Reputation: 499
I am trying to create a new column in a pandas dataframe using a very complex if statement (I have simplified it for the sake of clarity below). I keep getting the error: ("'float' object has no attribute 'shift'", 'occurred at index 0'). I have looked around stack/the internet and have not come up with a great answer for my solution. Some answers involve taking the .shift out of a function, however, I need to have it within a function due to the complex nature of the if statement I am writing.
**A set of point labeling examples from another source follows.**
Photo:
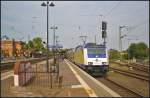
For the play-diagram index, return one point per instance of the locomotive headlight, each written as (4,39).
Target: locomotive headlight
(90,63)
(104,63)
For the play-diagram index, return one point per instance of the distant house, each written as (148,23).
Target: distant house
(10,48)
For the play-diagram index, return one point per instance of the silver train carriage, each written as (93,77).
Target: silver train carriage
(92,58)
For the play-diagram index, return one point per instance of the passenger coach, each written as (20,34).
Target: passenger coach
(92,58)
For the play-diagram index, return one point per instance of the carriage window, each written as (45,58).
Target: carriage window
(96,51)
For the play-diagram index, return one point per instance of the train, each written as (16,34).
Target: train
(91,57)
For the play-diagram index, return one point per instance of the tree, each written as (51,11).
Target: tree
(139,50)
(38,44)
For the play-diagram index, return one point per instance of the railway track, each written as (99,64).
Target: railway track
(142,68)
(126,88)
(131,74)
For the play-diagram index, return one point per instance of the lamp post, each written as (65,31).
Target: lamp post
(52,5)
(129,40)
(120,39)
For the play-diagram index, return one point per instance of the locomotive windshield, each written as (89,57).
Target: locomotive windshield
(96,50)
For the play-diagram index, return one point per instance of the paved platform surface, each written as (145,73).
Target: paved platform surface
(71,87)
(76,83)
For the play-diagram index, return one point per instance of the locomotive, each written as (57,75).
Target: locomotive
(91,57)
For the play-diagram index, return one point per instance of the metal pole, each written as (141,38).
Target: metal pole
(120,38)
(47,38)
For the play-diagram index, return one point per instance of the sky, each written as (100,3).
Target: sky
(24,20)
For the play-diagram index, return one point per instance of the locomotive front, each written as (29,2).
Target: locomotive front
(96,60)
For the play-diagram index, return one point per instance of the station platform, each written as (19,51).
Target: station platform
(76,83)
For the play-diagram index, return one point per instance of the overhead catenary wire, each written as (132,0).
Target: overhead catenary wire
(112,9)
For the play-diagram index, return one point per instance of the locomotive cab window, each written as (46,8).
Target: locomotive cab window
(96,51)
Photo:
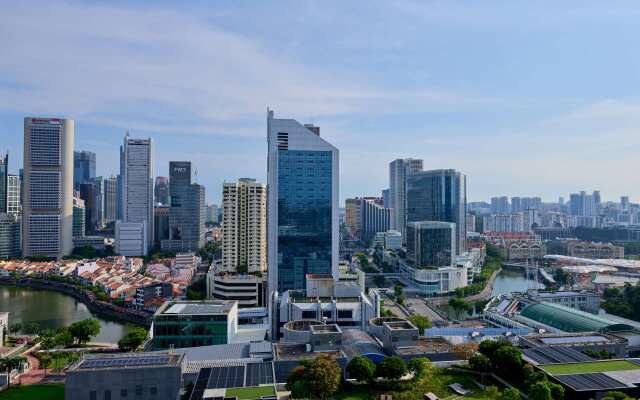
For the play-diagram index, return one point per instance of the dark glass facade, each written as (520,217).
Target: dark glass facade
(439,195)
(304,216)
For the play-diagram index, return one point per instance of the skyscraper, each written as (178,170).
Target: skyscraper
(136,163)
(186,213)
(47,222)
(399,170)
(302,205)
(4,184)
(84,167)
(162,190)
(14,196)
(439,195)
(244,226)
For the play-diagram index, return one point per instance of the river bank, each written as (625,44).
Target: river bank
(89,299)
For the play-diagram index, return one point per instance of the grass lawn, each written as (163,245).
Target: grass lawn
(34,392)
(589,367)
(251,393)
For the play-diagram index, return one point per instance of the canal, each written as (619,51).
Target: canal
(51,309)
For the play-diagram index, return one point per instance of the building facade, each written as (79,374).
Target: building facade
(244,226)
(439,195)
(399,170)
(302,230)
(47,223)
(431,243)
(186,212)
(136,163)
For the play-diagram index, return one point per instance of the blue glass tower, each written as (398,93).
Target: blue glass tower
(302,228)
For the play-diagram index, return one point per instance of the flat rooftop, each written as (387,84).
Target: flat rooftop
(199,308)
(129,360)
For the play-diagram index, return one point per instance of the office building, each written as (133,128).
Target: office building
(162,190)
(84,167)
(194,323)
(302,232)
(503,223)
(439,195)
(186,212)
(244,226)
(500,205)
(47,222)
(110,200)
(212,214)
(431,243)
(374,217)
(399,170)
(136,174)
(14,195)
(4,183)
(160,225)
(124,376)
(9,236)
(79,218)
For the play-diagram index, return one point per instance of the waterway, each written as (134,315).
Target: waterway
(506,282)
(53,309)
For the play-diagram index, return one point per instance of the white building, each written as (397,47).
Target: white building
(136,171)
(47,222)
(244,226)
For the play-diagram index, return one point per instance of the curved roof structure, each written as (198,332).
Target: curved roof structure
(571,320)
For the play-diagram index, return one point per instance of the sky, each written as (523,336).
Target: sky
(526,98)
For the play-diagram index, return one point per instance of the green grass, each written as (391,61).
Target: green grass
(251,393)
(34,392)
(589,367)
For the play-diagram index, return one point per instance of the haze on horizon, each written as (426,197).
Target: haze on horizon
(525,98)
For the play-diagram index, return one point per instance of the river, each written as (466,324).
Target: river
(52,310)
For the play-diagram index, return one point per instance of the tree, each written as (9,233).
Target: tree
(459,305)
(419,367)
(361,368)
(132,340)
(421,322)
(392,368)
(323,376)
(511,394)
(83,331)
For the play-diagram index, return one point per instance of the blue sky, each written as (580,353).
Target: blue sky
(526,98)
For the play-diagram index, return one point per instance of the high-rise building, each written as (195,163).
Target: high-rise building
(9,236)
(162,190)
(374,217)
(84,167)
(244,226)
(500,205)
(302,228)
(110,200)
(79,218)
(4,183)
(14,196)
(47,222)
(439,195)
(399,170)
(431,243)
(136,163)
(212,213)
(186,213)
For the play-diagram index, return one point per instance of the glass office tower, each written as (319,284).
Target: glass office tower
(302,204)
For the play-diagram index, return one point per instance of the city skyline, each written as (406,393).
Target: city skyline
(477,101)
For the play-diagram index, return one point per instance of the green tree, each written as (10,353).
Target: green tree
(459,305)
(83,331)
(132,340)
(392,368)
(421,322)
(361,368)
(323,376)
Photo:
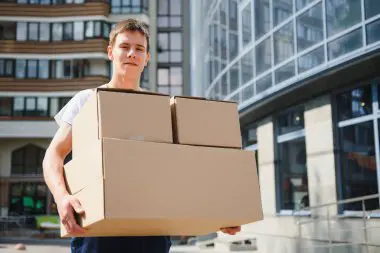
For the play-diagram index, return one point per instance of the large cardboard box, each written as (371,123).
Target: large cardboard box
(130,187)
(124,114)
(204,122)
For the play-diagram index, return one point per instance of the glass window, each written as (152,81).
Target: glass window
(282,9)
(262,18)
(345,44)
(32,69)
(263,56)
(234,77)
(372,8)
(18,106)
(78,30)
(284,73)
(233,40)
(163,76)
(233,14)
(341,15)
(263,83)
(57,31)
(302,3)
(373,34)
(283,43)
(175,76)
(68,31)
(358,165)
(290,121)
(43,69)
(44,32)
(42,106)
(20,68)
(310,28)
(247,24)
(22,31)
(292,168)
(311,60)
(247,67)
(33,31)
(355,103)
(6,106)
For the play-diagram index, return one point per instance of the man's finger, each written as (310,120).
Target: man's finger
(77,206)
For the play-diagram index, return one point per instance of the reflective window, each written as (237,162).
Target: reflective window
(283,43)
(247,67)
(263,56)
(263,83)
(234,77)
(373,34)
(291,121)
(345,44)
(372,8)
(341,15)
(311,60)
(284,73)
(355,103)
(292,166)
(282,9)
(310,28)
(247,24)
(262,18)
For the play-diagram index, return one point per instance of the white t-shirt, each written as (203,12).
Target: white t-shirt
(71,109)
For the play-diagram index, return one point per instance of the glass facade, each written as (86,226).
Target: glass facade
(253,48)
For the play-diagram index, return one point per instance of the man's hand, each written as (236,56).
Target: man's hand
(231,230)
(66,205)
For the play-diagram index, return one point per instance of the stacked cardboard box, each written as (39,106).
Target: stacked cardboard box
(147,164)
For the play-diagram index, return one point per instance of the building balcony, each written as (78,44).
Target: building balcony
(75,84)
(100,8)
(57,47)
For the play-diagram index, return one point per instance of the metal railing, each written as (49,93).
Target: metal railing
(329,216)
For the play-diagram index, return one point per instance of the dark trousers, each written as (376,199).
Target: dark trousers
(139,244)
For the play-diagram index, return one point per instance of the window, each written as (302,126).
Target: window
(8,30)
(28,198)
(357,171)
(292,181)
(6,106)
(28,159)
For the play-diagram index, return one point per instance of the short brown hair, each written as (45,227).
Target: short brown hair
(132,25)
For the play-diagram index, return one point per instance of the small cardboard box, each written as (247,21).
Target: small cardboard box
(130,188)
(124,114)
(198,121)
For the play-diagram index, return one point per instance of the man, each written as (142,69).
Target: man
(128,50)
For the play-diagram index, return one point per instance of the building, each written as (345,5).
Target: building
(305,74)
(51,49)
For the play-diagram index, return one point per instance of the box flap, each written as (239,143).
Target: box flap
(129,91)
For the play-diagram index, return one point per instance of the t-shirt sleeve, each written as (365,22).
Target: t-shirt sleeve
(71,109)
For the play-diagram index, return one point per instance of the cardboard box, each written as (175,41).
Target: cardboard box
(130,187)
(204,122)
(124,114)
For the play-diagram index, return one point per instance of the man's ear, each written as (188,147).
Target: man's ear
(147,59)
(109,53)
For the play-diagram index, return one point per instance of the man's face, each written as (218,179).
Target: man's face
(129,53)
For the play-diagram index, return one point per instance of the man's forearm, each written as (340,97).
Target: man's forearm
(53,174)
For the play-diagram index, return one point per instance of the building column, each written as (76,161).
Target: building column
(267,168)
(152,70)
(320,154)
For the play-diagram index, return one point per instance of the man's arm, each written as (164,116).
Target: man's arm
(58,149)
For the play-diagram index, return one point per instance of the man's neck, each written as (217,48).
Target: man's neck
(122,83)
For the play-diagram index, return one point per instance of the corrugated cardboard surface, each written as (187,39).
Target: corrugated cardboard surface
(124,115)
(168,189)
(207,123)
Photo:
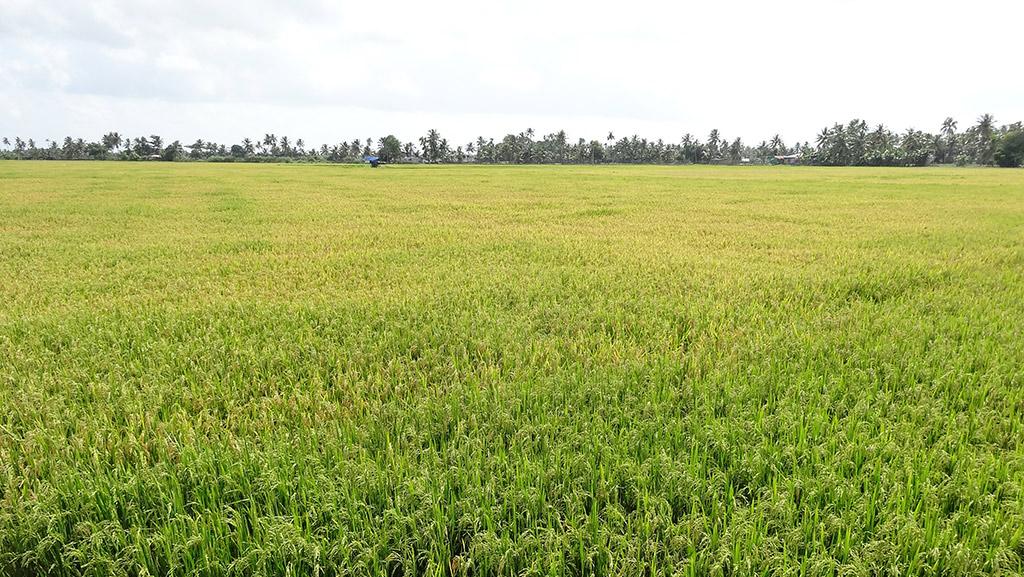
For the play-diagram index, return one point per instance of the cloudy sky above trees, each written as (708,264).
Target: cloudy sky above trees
(330,71)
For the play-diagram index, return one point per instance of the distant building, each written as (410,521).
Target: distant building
(788,159)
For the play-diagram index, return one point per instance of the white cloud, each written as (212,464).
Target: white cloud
(331,71)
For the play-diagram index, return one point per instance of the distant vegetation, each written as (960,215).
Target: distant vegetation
(854,143)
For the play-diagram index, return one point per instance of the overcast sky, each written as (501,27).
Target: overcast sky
(333,71)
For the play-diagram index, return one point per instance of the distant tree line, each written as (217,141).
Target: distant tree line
(854,143)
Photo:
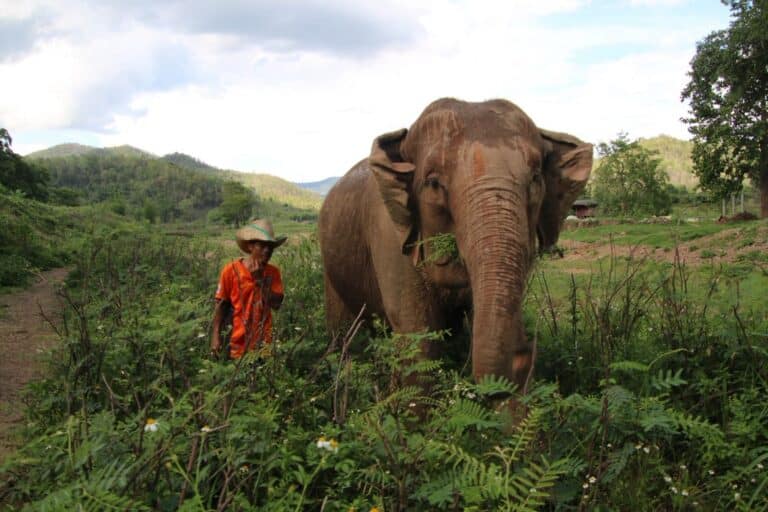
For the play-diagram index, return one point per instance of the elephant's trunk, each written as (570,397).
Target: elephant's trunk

I have attached an image below detailing what I ultimately want the function to do. I believe it explains it better than I could describe it with words. Any help or guidance would be greatly appreciated.
Please let me know if you have any questions or if I can clarify anything!
Code example
df=pd.read_csv(file)
def ubk (df):
x = df['k_calc'].shift(1)
if x <90 :
return 1
elif x >90:
return 2
df['test'] = df.apply(ubk,axis = 1)
Upvotes: 1
Views: 5490
Reputation: 1514
Why don't you just do this:
df['test'] = 1+(df['k_calc'].shift(1)>=90).astype(int)
The error you get is because you might be misunderstanding what apply does.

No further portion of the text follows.